This repository is created to implement linear sequences modeling architectures for both study and research. In this project, I will use JAX and Pytorch to build models, from basic RNNs up to Mamba model, to solve Speech Enhancement and Text Classification tasks and then compare their performance. I will also try to build the Transformer architecture; however, this type of model is not yet within the scope of this project. Therefore, if I cannot finish it on time, I will use the predefined architecture in Pytorch.
Sequences modeling remains a fundamental part of Artificial Intelligence, as it allows AI to capture the structure of sequence data. While there are various applications of this field, the most well-known task today is Language Modeling.

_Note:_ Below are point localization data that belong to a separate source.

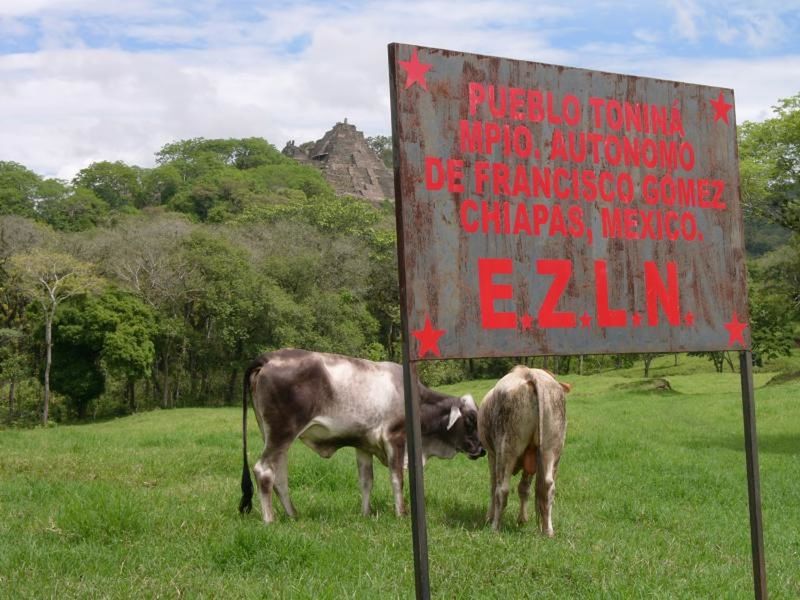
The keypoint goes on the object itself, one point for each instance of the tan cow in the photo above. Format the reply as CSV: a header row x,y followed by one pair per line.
x,y
522,423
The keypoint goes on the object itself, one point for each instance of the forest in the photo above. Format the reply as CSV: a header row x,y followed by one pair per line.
x,y
129,288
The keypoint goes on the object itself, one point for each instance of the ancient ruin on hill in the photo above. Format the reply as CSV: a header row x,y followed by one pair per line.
x,y
347,163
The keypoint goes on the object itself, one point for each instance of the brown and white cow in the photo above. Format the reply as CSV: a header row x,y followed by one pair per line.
x,y
522,423
330,401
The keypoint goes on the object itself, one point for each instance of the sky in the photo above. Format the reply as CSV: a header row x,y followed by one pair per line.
x,y
89,80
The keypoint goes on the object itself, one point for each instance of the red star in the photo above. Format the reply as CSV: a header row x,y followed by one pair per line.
x,y
415,71
735,329
428,338
721,108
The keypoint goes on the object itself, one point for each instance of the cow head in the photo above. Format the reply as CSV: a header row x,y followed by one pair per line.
x,y
462,427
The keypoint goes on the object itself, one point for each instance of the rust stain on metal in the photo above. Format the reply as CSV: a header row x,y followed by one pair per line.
x,y
549,210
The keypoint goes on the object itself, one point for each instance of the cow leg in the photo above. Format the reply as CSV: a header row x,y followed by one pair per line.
x,y
504,467
492,484
271,472
282,482
396,458
524,490
545,491
364,460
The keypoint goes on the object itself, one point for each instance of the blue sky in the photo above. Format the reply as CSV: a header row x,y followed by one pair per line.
x,y
87,80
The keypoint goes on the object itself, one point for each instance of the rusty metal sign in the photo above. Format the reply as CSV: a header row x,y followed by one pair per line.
x,y
552,210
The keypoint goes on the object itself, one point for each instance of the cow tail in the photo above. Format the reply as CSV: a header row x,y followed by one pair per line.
x,y
246,503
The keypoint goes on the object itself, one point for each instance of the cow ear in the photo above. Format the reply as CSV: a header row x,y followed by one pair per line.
x,y
455,412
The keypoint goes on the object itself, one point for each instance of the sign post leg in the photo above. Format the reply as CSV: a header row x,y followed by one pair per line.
x,y
753,478
416,480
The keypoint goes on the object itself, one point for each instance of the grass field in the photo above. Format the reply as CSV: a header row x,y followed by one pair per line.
x,y
651,501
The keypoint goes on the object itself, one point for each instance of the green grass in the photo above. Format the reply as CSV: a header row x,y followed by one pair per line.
x,y
651,501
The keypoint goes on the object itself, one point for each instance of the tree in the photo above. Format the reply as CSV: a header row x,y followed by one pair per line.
x,y
77,211
770,165
21,190
382,145
49,278
116,183
95,336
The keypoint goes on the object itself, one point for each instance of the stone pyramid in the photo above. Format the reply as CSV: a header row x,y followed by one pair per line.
x,y
347,163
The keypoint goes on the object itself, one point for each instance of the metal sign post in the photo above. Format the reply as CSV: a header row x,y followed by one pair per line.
x,y
546,210
753,477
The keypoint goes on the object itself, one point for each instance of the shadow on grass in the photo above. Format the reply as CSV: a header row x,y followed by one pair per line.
x,y
459,514
768,443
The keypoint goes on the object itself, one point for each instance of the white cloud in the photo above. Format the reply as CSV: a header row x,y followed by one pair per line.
x,y
686,15
69,104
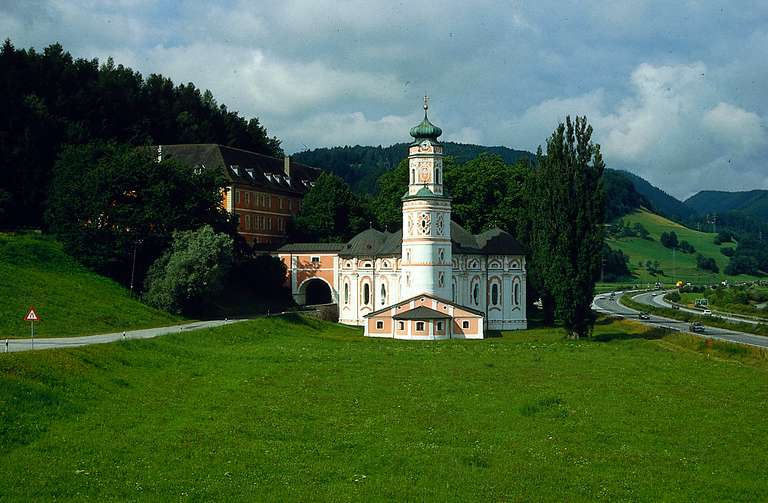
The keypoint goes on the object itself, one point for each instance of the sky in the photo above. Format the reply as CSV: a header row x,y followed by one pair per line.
x,y
675,90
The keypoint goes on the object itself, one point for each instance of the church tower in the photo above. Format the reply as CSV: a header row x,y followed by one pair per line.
x,y
426,249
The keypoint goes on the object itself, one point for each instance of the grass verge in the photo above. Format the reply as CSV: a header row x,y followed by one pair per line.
x,y
714,321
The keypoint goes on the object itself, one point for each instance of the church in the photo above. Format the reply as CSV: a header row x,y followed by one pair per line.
x,y
431,280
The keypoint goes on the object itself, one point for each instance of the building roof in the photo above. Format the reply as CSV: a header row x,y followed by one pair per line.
x,y
244,167
311,247
421,313
375,243
430,296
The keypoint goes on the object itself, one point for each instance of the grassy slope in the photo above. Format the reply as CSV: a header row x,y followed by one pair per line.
x,y
684,265
289,409
70,300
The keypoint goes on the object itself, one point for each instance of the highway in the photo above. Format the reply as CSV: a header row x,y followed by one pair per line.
x,y
603,303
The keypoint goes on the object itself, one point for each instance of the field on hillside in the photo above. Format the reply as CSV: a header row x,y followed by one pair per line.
x,y
70,300
680,267
291,409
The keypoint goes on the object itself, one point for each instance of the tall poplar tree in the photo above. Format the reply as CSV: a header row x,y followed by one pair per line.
x,y
566,204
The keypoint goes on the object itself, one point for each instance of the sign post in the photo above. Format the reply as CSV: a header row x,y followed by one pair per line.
x,y
32,317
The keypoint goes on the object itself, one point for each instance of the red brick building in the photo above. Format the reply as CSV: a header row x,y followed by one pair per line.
x,y
263,192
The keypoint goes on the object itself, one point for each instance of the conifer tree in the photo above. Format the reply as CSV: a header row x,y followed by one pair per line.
x,y
566,204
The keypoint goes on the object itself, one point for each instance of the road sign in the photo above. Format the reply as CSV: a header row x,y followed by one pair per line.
x,y
31,315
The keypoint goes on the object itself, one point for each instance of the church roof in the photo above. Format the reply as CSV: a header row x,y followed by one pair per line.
x,y
372,242
311,247
421,313
425,130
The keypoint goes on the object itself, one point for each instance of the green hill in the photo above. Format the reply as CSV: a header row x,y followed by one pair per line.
x,y
70,300
661,202
753,202
677,266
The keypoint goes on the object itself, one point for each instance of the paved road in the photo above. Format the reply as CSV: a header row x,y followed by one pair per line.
x,y
71,342
604,304
656,299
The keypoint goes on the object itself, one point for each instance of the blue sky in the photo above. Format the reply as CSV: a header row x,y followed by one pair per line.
x,y
676,91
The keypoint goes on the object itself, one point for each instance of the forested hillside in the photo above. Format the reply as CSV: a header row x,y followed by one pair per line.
x,y
361,166
752,203
660,201
49,99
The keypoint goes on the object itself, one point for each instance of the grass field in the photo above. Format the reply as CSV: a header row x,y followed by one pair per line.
x,y
680,267
288,409
70,300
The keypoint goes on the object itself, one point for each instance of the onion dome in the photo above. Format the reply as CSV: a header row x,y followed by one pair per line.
x,y
426,130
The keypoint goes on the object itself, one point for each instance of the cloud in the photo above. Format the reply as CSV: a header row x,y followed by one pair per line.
x,y
675,91
671,129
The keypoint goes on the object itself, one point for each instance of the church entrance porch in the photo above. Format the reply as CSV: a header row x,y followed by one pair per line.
x,y
314,291
425,317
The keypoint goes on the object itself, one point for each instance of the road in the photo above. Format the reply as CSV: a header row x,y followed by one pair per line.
x,y
656,299
604,304
14,345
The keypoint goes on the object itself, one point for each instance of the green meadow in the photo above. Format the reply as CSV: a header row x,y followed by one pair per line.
x,y
70,300
287,408
680,266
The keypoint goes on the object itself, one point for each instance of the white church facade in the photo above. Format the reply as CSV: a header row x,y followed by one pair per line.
x,y
430,280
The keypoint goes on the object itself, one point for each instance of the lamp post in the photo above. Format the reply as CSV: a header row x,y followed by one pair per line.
x,y
133,262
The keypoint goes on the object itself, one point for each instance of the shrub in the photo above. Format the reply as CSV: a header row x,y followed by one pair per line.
x,y
191,269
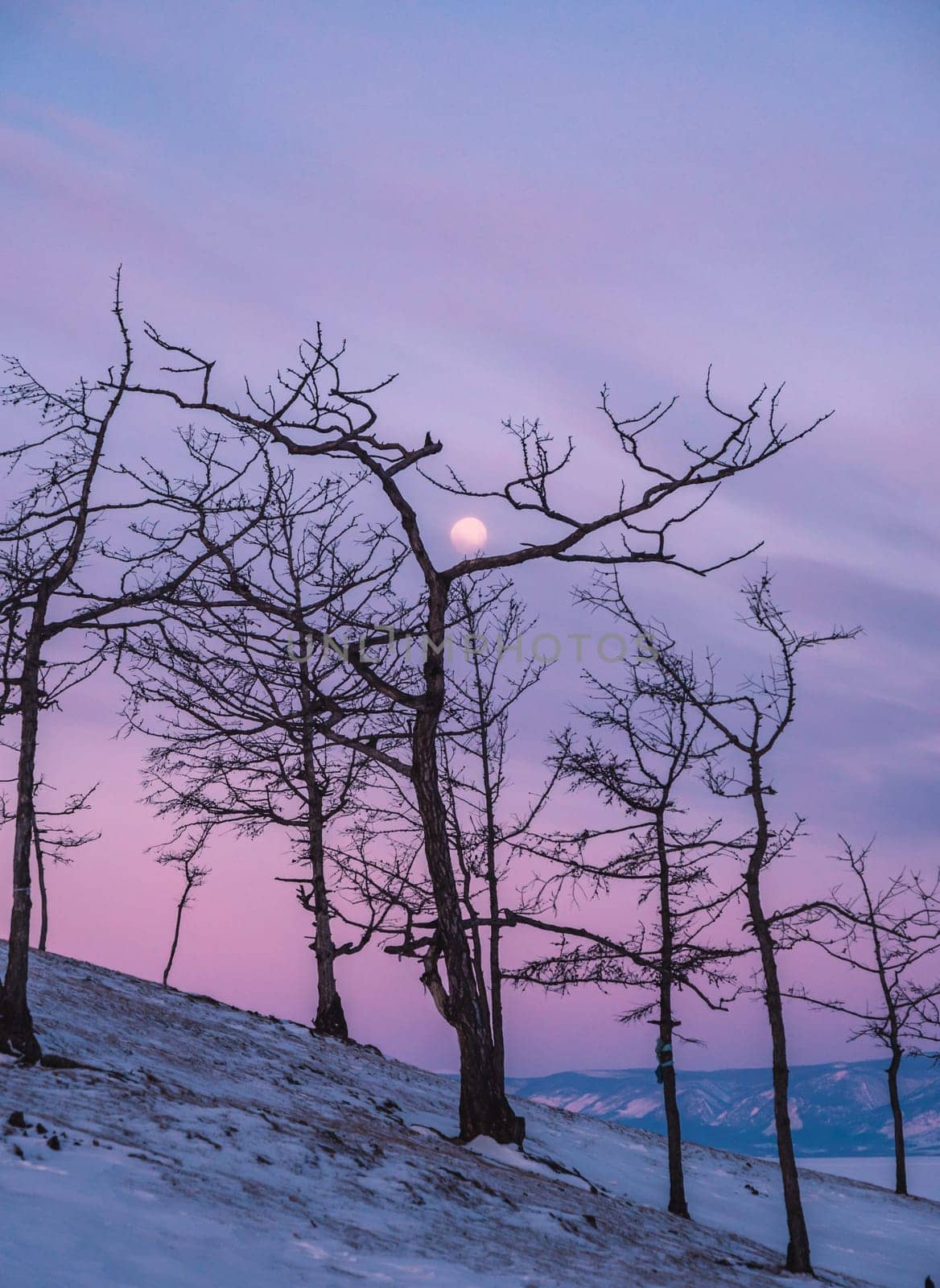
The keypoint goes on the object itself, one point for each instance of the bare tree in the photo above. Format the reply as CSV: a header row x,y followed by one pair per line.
x,y
186,858
53,839
237,699
888,935
92,540
311,412
658,746
747,725
476,740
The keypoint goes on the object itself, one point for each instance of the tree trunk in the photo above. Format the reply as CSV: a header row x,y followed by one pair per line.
x,y
898,1117
180,906
40,882
330,1018
667,1026
484,1109
798,1247
17,1036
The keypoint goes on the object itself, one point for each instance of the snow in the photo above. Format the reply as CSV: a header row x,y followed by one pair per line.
x,y
237,1150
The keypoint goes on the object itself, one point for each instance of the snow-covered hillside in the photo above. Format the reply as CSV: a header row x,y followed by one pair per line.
x,y
203,1146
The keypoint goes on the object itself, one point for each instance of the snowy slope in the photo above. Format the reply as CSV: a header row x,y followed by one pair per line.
x,y
840,1108
240,1150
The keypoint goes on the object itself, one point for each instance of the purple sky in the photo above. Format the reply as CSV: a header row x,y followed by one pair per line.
x,y
510,205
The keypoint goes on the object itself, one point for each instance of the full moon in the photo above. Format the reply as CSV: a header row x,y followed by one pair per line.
x,y
469,535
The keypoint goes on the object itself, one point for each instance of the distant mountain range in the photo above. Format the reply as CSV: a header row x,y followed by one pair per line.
x,y
837,1109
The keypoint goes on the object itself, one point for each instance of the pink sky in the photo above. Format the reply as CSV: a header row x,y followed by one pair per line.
x,y
510,205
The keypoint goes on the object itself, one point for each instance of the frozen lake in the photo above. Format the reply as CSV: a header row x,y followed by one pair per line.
x,y
924,1174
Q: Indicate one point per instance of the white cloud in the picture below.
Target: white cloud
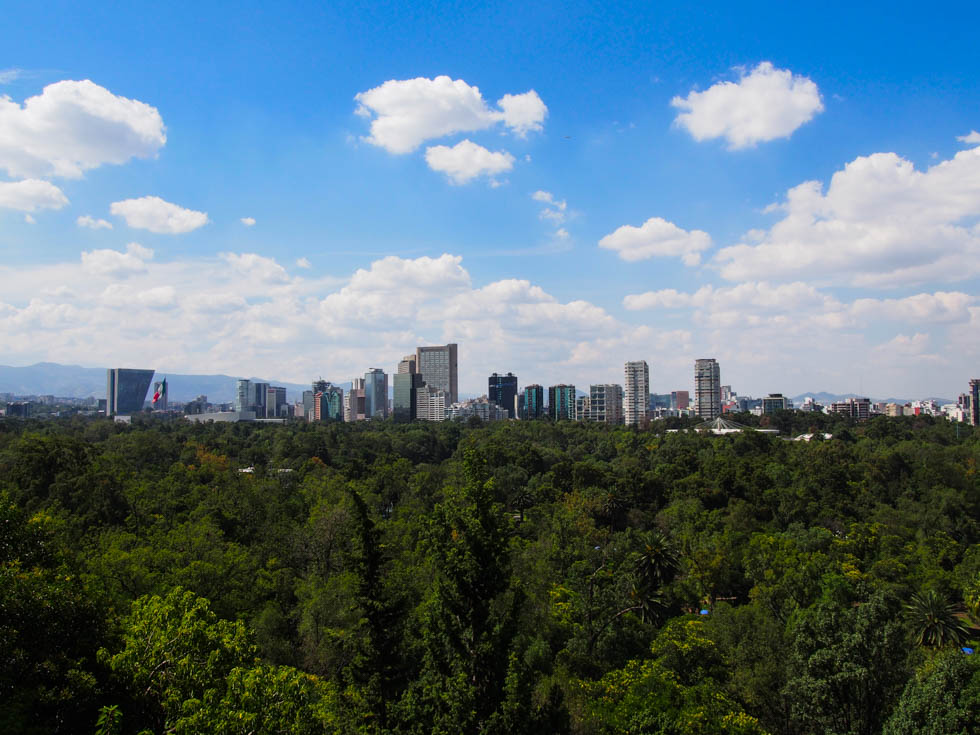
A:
(238, 313)
(114, 264)
(406, 113)
(758, 295)
(466, 161)
(657, 237)
(548, 198)
(523, 113)
(31, 195)
(256, 267)
(159, 216)
(555, 211)
(934, 308)
(765, 104)
(75, 126)
(880, 223)
(92, 223)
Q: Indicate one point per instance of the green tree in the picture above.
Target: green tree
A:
(176, 653)
(942, 699)
(849, 661)
(934, 621)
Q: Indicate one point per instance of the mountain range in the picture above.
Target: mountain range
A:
(74, 381)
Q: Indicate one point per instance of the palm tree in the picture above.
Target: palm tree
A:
(934, 621)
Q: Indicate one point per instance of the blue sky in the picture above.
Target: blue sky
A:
(558, 188)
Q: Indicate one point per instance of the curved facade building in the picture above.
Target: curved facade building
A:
(126, 389)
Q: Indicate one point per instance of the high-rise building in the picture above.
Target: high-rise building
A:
(376, 393)
(776, 402)
(707, 389)
(974, 394)
(857, 408)
(606, 403)
(160, 402)
(408, 383)
(561, 401)
(126, 390)
(502, 390)
(680, 400)
(533, 401)
(438, 367)
(275, 401)
(636, 392)
(260, 396)
(354, 402)
(328, 404)
(244, 395)
(431, 404)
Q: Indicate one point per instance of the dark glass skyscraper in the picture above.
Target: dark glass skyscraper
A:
(126, 390)
(502, 390)
(376, 393)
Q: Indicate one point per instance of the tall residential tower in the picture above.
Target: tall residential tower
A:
(707, 389)
(636, 392)
(438, 368)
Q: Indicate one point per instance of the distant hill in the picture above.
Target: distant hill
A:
(74, 381)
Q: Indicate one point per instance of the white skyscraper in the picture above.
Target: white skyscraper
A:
(707, 388)
(636, 392)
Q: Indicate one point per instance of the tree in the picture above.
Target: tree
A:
(942, 699)
(176, 653)
(679, 691)
(934, 621)
(849, 661)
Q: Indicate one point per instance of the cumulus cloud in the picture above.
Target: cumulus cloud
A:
(406, 113)
(31, 195)
(159, 216)
(880, 223)
(554, 211)
(238, 313)
(73, 126)
(753, 295)
(657, 238)
(931, 308)
(764, 104)
(92, 223)
(114, 264)
(257, 267)
(466, 161)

Recently, a powerful Architecutre called Transformer has been dominating this field. Its attention mechanism allows the model to capture complex relationships between tokens within the text. However, the attention mechanism faces a critical problem: its computional cost grows quadradically with sequence length. This limits the Transfomer from capture longer sequences.
As a result, much research is now focusing on linear models which have showed comparable performance to the Transformer while maintaining a low computional cost.
This repository is created focusing on implementing these models for educational purposes. Throughout the implementation, I will try to explain the concepts behind these models as simply as possible. The repository is implemented in the simplest way possible; more efficient implementations will be placed in a seperate repository.